Another concern when limited numbers of remote-sensing observations were applied for long-term TSS monitoring was the uncaptured tendencies of changes in the time-series, from Terra, Aqua or Terra/Aqua MODIS, at both monthly and annual scales (
Figure 16 and
Figure 17). The tendency of changes between successive months or years could be calculated by the first derivative or slope, as shown in
Figure 17c–h. Differences between derivatives, from Terra, Aqua or Terra/Aqua MODIS time-series, with regard to TSS and the reference GOCI time-series suggested that the tendencies of changes might be omitted for the Terra/Aqua MODIS systems. Since reference GOCI datasets were free of the impacts of different data source, complications resulted from different calibrations, atmospheric corrections, sensitivity drifts or means of data processing.

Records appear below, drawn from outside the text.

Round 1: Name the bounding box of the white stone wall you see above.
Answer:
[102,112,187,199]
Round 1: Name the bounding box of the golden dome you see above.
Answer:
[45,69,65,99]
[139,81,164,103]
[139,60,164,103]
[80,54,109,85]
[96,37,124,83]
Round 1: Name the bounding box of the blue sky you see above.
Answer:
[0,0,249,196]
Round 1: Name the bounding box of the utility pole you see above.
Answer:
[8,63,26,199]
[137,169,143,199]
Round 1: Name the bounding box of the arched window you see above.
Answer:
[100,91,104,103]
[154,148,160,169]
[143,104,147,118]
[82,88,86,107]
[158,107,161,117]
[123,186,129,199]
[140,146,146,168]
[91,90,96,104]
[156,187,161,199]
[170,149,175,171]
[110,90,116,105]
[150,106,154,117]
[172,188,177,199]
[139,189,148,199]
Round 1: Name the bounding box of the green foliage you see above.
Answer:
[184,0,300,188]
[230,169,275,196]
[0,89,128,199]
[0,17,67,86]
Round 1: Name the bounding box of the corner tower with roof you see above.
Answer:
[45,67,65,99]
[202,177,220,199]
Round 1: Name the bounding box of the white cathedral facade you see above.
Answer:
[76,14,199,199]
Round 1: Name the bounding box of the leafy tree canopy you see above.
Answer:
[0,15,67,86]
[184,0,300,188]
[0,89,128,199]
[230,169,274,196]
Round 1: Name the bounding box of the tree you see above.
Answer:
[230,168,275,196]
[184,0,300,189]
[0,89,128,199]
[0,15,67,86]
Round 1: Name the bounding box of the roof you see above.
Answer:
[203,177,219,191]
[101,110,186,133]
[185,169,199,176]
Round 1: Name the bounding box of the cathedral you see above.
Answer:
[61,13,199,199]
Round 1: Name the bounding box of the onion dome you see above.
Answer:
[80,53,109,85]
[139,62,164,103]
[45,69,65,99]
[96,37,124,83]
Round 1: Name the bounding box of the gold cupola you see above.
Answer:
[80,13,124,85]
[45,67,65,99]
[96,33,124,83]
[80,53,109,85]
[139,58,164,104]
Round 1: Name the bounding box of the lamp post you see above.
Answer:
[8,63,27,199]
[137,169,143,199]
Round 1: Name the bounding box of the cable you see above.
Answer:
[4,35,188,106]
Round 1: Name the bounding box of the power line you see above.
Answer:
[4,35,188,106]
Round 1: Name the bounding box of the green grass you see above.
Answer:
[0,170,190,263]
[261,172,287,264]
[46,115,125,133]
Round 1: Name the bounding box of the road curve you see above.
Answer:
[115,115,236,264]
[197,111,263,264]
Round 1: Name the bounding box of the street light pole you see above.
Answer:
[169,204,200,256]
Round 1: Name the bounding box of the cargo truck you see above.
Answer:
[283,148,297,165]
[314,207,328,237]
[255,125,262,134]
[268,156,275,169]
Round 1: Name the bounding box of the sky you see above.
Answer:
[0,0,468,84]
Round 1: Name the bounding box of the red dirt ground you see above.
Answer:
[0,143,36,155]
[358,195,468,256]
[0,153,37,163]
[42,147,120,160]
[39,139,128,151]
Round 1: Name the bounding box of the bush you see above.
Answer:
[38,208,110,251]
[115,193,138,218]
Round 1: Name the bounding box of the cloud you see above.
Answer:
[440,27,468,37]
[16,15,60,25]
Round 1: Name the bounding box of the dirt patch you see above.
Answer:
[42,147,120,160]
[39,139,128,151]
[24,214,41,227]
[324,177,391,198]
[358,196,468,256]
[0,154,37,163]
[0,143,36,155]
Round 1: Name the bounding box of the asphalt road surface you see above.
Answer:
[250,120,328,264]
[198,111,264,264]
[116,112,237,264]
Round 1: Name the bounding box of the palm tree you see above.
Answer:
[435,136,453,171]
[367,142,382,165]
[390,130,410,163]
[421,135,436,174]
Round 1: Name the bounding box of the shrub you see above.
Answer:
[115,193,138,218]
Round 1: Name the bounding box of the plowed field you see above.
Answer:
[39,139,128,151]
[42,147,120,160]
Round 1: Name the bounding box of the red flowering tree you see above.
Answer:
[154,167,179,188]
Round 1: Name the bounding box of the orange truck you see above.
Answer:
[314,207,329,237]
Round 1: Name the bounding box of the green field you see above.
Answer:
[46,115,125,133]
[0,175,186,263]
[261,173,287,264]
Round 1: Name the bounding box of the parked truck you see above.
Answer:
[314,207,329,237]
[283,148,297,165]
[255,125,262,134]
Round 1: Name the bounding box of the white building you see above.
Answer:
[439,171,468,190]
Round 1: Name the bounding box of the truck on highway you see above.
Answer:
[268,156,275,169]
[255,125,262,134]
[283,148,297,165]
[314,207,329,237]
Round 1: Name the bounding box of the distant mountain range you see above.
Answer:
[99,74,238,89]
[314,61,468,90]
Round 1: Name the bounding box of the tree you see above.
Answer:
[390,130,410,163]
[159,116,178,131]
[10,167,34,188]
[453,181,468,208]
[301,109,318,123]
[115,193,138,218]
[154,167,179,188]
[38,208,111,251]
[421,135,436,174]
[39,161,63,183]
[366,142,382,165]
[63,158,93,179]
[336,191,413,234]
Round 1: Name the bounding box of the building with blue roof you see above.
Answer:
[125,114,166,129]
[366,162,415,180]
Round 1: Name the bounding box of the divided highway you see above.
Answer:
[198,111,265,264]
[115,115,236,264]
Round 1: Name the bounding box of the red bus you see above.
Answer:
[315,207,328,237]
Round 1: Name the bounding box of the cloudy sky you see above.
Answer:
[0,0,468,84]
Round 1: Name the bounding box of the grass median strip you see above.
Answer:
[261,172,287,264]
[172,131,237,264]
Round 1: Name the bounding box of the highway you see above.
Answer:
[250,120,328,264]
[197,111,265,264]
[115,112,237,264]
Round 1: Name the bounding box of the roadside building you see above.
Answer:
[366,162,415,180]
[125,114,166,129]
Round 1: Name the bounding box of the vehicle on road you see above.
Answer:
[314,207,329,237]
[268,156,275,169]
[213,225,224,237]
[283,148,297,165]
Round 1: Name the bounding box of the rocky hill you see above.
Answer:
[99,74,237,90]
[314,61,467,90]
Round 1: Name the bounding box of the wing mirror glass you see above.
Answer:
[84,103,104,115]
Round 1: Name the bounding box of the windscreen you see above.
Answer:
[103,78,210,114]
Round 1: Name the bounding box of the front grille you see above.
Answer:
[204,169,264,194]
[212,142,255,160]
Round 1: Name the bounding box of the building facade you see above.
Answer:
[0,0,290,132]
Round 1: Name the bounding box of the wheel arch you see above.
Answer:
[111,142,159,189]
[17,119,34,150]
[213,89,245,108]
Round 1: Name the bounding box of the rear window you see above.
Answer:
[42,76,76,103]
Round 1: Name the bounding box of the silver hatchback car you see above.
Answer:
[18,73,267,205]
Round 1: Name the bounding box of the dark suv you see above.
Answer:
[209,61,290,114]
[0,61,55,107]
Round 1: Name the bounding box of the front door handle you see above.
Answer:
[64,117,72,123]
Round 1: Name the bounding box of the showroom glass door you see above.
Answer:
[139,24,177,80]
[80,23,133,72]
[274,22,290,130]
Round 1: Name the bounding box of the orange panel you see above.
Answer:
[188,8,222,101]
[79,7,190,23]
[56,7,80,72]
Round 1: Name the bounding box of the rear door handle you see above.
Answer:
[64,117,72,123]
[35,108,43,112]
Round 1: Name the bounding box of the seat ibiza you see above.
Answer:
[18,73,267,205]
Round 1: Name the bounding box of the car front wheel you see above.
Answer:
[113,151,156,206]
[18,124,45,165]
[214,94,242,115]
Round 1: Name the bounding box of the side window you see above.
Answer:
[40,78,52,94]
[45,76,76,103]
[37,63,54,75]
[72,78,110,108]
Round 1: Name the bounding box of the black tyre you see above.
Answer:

This is evidenced by
Figure 15, the “missed trends” for each region of interest, as comparisons of different time-series to the GOCI reference. In general, approximately 10 monthly tendencies on average were missed in the Terra, Aqua or Terra/Aqua MODIS observations, with the maximum number of 13, and as a consequence, 16.7% of the monthly variations were not captured from 2013 to 2017. Similar results were found at the annual scale, for instance, while an increasing trend from 2013 to 2014 was revealed for the ECS in GOCI observations, a stable or slight decreasing trend was obtained in Terra/Aqua MODIS dataset. Therefore, caution should be taken when limited numbers of observations are used for the monitoring of long-term trends in the water quality parameter, a common approach in ocean color remote-sensing.